Starting with venue, the Court articulated the venue standards arising from 28 U.S.C. § 1400(b) and the burden placed on the plaintiff.  Because Celgene did not argue that the Mulan defendants resided in New Jersey, the arguments centered on whether Celgene's evidence sufficiently demonstrated that the domestic entities "committed acts of infringement" in New Jersey.  Looking to Valeant v. Mylan, 978 F.3d 1374, 1381-83 (Fed. Cir. 2020), the Court reiterated that "it is the submission of the ANDA and only the submission that constitutes an act of infringement in this context."  (Slip Op. at 9).  The Court noted that venue could not be shown through reliance on future contemplated conduct.

Celgene offered two primary arguments to support New Jersey venue: (1) the nationwide effect of an ANDA filing and (2) the fact that Mylan sent a notice letter to Celgene's New Jersey office.  The Court (like the district court) rejected both.  First, the Court held that Valeant put the nationwide effect of ANDA infringement to bed.  Second, the panel note that the statutory mandate of the Paragraph IV notice letter.  Celgene argued that the notice letter is part and parcel of the ANDA submission and therefore is part of the act of infringement.  The Court disagreed.  Rather, the infringement required under the Hatch-Waxman statute is complete upon submission, and later acts, like the notice letter, do not change the infringement.  The Court also held that Celgene's evidence of contacts with New Jersey were too minimal to support venue. Finally on venue, the Court refused to impute a defunct Mylan company's offices as venue support for use against the Mylan domestic entities under an alter ego theory.  The Court noted that while there was evidence of ownership, there was no evidence showing a lack of corporate separateness that would impute New Jersey residence to the domestic entities.  (Slip Op. at 22).

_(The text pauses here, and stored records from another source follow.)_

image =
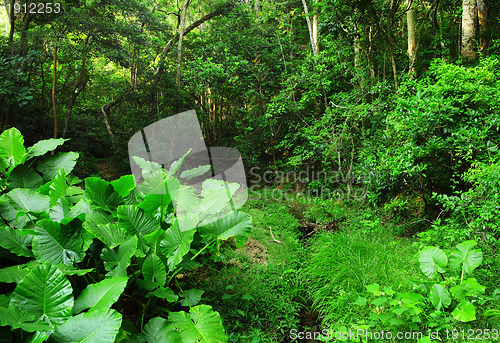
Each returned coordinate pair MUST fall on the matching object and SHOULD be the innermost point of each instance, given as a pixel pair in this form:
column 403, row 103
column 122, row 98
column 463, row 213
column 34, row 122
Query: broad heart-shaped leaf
column 465, row 312
column 124, row 185
column 158, row 331
column 432, row 260
column 102, row 193
column 58, row 187
column 11, row 240
column 51, row 166
column 17, row 318
column 12, row 150
column 56, row 244
column 29, row 200
column 61, row 212
column 118, row 259
column 175, row 245
column 164, row 293
column 440, row 297
column 191, row 297
column 135, row 221
column 153, row 270
column 42, row 147
column 110, row 234
column 234, row 224
column 89, row 327
column 24, row 177
column 100, row 296
column 202, row 324
column 466, row 258
column 46, row 293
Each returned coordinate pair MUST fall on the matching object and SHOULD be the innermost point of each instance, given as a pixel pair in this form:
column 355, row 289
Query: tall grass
column 341, row 263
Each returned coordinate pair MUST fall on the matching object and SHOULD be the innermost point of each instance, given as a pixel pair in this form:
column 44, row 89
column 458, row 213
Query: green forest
column 340, row 182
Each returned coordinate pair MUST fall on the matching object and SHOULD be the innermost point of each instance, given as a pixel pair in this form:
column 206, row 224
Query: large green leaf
column 102, row 193
column 61, row 212
column 176, row 244
column 14, row 274
column 153, row 270
column 466, row 258
column 191, row 297
column 136, row 221
column 29, row 200
column 118, row 259
column 100, row 296
column 17, row 318
column 58, row 187
column 465, row 312
column 42, row 147
column 11, row 240
column 432, row 260
column 235, row 224
column 157, row 331
column 89, row 327
column 12, row 150
column 440, row 297
column 51, row 166
column 56, row 244
column 24, row 177
column 202, row 324
column 110, row 234
column 46, row 293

The Court then affirmed the district court's determination that the complaint failed to state a claim against Mylan N.V.  The opinion framed the question as whether Celgene had sufficiently pled facts demonstrating that (1) Mylan N.V. was actively involved in the ANDA filing or (2) whether MPI (the ANDA filer) acted as Mylan N.V.'s alter ego.  The Court rejected both challenges.  In short, none of Celgene's evidence demonstrated that the foreign entity had acted in the preparation or filing of the ANDA.  With respect to the alter ego allegations, the Court held that the conclusory assertions in the complaint of control were simply too thin to bring Mylan N.V. to court.

The key takeaways from the Celgene  case are that (1) it is the ANDA submission that is the focal point of the venue analysis in the Hatch-Waxman context for domestic entities, (2) an after-submission notice letter sent to the jurisdiction will be insufficient to establish venue, and (3) complaint against foreign entities must include a clear indication through plausible pleadings that the company has had actual involvement in the preparation and submission of the ANDA.